The South African government has implemented mitigation and adaptation policy initiatives (14). However, without the dramatic turnaround by the major producers of greenhouse gases, reverting to the key principles of the Kyoto Agreement, mitigation strategies by countries like South Africa have limited impact. We clearly need global responses to this crisis. Organisations such as PHASA and RuDASA need to build international alliances, ensure that the impacts of climate on the health of the marginalised urban and rural poor are placed firmly on the global agenda. Through the mobilisation of non-governmental organisations nationally and internationally, community based structures and international agencies, we need to bring pressure to bear on those with the power to make the changes. As a signatory to the “Global Call to Action” launched in Durban in December 2011, PHASA has joined a growing band of international health organisations taking up this challenge.
However, these activist strategies must work together with strategies of adaptation. We urgently need to develop a research agenda that determines the human impacts of climate change, prioritise those impacts likely to produce the most adverse outcomes, and develop strategies to address these. These approaches require multidisciplinary engagement, from health professionals, environmental scientists, urban planners, architects, engineers and many more. In my experience, no-one but public health professionals understand and are best equipped to develop these multidisciplinary approaches, it is therefore incumbent on us here to take the lead in these initiatives and to a large extent we need to lead by example: greening the healthcare sector is one small step.

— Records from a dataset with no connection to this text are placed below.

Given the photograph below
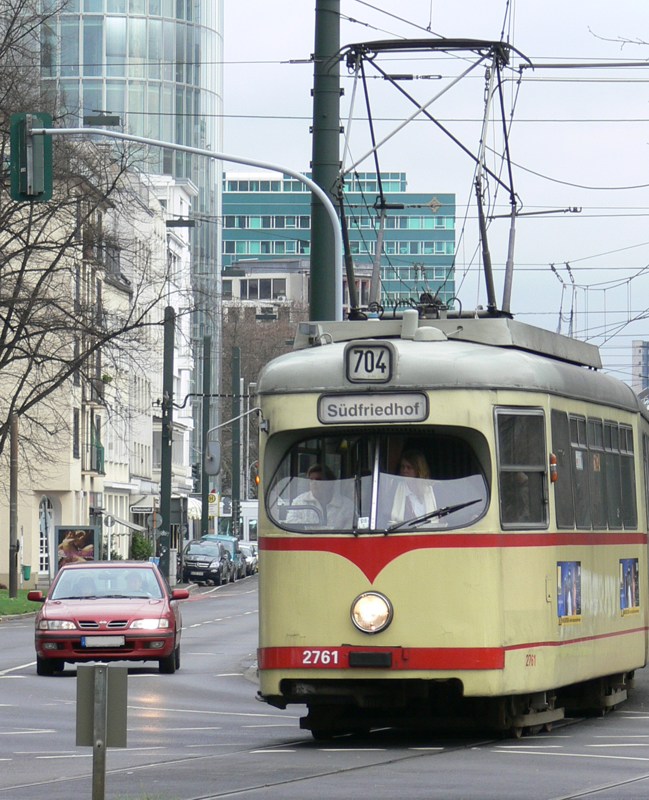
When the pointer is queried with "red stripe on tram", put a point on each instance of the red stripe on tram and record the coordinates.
(410, 658)
(372, 553)
(401, 658)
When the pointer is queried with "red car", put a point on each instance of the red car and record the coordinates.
(108, 611)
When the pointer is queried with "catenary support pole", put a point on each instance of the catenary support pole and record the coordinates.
(325, 162)
(205, 478)
(167, 439)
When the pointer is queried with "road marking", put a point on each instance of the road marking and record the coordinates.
(5, 672)
(621, 744)
(513, 751)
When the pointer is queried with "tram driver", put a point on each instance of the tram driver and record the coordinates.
(323, 505)
(413, 496)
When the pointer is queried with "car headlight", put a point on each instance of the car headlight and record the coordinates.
(371, 612)
(56, 625)
(149, 624)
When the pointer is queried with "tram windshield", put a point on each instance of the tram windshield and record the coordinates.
(387, 483)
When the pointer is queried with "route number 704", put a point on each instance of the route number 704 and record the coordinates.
(369, 363)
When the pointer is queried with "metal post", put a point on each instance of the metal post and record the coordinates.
(13, 506)
(205, 478)
(99, 733)
(325, 155)
(167, 439)
(236, 438)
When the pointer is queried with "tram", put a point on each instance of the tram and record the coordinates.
(505, 583)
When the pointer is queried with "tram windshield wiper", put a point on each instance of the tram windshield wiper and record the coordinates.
(438, 512)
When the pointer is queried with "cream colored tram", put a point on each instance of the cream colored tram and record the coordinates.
(512, 591)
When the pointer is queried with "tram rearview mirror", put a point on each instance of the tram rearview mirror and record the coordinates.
(212, 459)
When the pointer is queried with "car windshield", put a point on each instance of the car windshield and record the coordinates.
(79, 584)
(202, 549)
(386, 482)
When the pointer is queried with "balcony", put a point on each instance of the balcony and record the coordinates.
(93, 459)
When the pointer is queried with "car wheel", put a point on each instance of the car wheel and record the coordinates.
(48, 666)
(167, 665)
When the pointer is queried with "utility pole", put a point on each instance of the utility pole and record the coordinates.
(167, 438)
(236, 439)
(13, 506)
(205, 478)
(325, 163)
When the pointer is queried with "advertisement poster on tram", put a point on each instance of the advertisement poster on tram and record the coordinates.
(569, 591)
(629, 586)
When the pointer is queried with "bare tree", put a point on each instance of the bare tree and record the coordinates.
(58, 260)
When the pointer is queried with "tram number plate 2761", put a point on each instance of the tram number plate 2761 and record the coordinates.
(369, 362)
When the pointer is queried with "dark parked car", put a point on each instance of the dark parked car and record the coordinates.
(206, 561)
(231, 545)
(108, 611)
(249, 552)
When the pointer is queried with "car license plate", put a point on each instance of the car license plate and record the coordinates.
(102, 641)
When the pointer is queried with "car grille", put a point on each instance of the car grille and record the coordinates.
(93, 625)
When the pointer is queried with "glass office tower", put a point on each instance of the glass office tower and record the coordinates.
(156, 64)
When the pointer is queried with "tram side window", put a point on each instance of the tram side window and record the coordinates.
(564, 503)
(645, 464)
(581, 490)
(597, 473)
(627, 473)
(521, 457)
(613, 474)
(595, 487)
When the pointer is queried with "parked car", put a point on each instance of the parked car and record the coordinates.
(249, 551)
(231, 544)
(206, 561)
(108, 611)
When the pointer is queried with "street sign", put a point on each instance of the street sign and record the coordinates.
(154, 521)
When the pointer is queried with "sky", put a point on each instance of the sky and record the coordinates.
(578, 121)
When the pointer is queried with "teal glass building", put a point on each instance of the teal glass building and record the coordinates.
(267, 217)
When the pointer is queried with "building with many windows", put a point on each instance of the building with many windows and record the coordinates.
(155, 65)
(267, 217)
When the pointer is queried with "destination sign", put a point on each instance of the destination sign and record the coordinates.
(355, 409)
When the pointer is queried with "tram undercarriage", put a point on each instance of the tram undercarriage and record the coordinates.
(356, 707)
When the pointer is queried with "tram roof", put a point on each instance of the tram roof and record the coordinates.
(470, 354)
(497, 331)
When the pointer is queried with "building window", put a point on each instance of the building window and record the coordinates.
(76, 429)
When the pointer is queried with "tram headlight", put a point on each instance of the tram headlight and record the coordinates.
(371, 612)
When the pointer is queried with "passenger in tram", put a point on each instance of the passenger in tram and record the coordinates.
(414, 496)
(322, 506)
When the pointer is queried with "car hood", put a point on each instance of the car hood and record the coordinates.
(108, 607)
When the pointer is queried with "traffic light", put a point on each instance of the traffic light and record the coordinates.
(31, 158)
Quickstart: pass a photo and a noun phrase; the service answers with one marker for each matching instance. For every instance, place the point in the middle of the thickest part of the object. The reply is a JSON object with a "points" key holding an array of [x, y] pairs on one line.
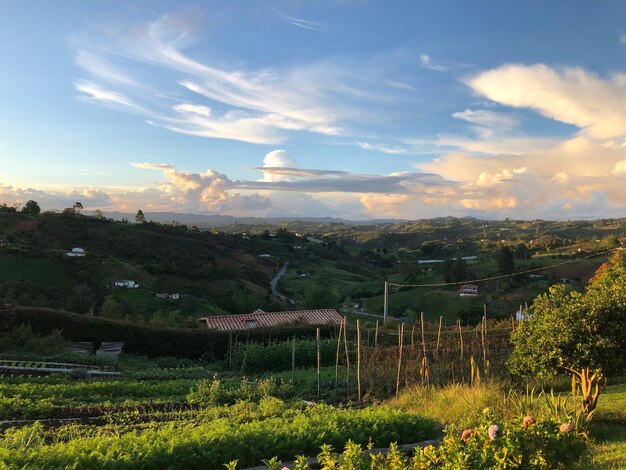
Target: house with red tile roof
{"points": [[261, 319]]}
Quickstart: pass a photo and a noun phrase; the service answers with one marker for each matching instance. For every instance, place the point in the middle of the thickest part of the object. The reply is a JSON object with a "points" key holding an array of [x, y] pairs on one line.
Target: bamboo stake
{"points": [[230, 350], [293, 360], [423, 340], [358, 359], [400, 338], [345, 342], [425, 360], [376, 336], [337, 359], [439, 333], [317, 338]]}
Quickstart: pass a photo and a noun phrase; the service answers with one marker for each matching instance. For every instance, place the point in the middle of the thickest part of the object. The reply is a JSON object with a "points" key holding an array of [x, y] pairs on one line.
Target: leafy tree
{"points": [[31, 208], [139, 217], [110, 307], [4, 209], [521, 251], [504, 260], [575, 331]]}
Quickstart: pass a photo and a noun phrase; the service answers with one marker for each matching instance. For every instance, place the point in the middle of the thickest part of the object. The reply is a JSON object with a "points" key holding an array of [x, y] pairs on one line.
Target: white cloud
{"points": [[264, 105], [569, 94], [427, 62], [302, 23], [277, 159]]}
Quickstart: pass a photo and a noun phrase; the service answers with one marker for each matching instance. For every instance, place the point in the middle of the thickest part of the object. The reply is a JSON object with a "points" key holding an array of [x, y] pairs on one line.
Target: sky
{"points": [[354, 109]]}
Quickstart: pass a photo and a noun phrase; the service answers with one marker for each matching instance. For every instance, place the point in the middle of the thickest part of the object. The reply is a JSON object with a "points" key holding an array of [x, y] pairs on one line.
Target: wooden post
{"points": [[439, 333], [345, 342], [337, 359], [423, 339], [425, 359], [460, 338], [358, 360], [400, 342], [230, 350], [461, 345], [293, 360], [376, 336], [317, 337]]}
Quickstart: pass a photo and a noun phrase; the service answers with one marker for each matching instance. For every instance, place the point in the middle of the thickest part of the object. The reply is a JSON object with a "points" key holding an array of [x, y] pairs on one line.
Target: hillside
{"points": [[212, 273]]}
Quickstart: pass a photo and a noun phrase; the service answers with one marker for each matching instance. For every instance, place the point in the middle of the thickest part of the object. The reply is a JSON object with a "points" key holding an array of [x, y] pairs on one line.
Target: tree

Placing climate change on the agenda of this joint national meeting of PHASA and RuDASA is particularly significant: the populations most vulnerable to climate change are the marginalised in the cities and the rural poor: whether it is the spread of malaria, cholera or increase in respiratory diseases, whether it is the destruction of food sources and homes, loss of employment, forced migration – the marginalised and vulnerable will be at the receiving end of this onslaught. It is therefore incumbent on both PHASA and RuDASA to play the leading roles in addressing this challenge.
Note that the views expressed in this article are those of the author(s) and do not necessarily represent the views of PHASA.